Netherlands | Turn and Face the Strange: Good Practices International Cultural Exchange 2020
During COVID-19 new digital initiatives regarding international cultural exchange have seen the light of day. DutchCulture presents a global inventory of good practices in the report Turn and Face the Strange: Good Practices International Cultural Exchange 2020
The COVID-19 pandemic has eaten away at the cornerstones of the practice of international cultural cooperation; both travel bans and the various measures that make cultural exchange impossible have caused great damage to cultural sectors. Artists and institutions consequently find themselves in a financially vulnerable position without the multitude of festivals, concerts and performances that make their daily bread.
Basically, all projects involving mobility and artists’ presence had to be cancelled or postponed. Most of them were postponed and replaced online with alternative plans. – Hajin Lee, Cultural Officer at the Netherlands Embassy in Seoul
Last September, DutchCulture organised the Embassy Culture Days in a virtual way for the first time. Some of the main goals of the Embassy Culture Days are to meet each other, interact and exchange ideas and inspiration. Although we could not meet in person, that goal was met, albeit in a different form. Due to the digital nature of the conference, it was our first joint ‘New good practice’; a digital alternative. During these days, we recognised the need at the missions to be able to share good practices with each other.

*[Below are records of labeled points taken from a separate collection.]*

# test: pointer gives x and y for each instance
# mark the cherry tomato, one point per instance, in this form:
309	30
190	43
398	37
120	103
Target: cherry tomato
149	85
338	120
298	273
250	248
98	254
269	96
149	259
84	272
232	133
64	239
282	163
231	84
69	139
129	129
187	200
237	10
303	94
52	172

We’re all in the same boat as we’re working round the clock to continue to involve our professional contacts and our audience. – Friso Wijnen, Cultural Officer at the Netherlands Embassy in Paris
To this end, the Ministry of Education, Culture and Science and the Ministry of Foreign Affairs have asked DutchCulture to make a first inventory. While plans and projects had to be adapted to the current circumstances, including postponing or moving them online, missions have not stopped investing in and working out new ideas. This publication builds upon the desire to continue sharing.
The DutchCulture survey, sent out to the cultural officers at missions in the 23 focus countries of the Dutch International Cultural Policy framework 2021-2024, aimed to capture a snapshot of the state of play at the various embassies and consulates, resulting in this overview. After a year in which the world turned upside down, we present a global overview of practices, zigzagging along the sun's trajectory from East to West, starting in Canberra and Tokyo and ending in Paramaribo and New York City.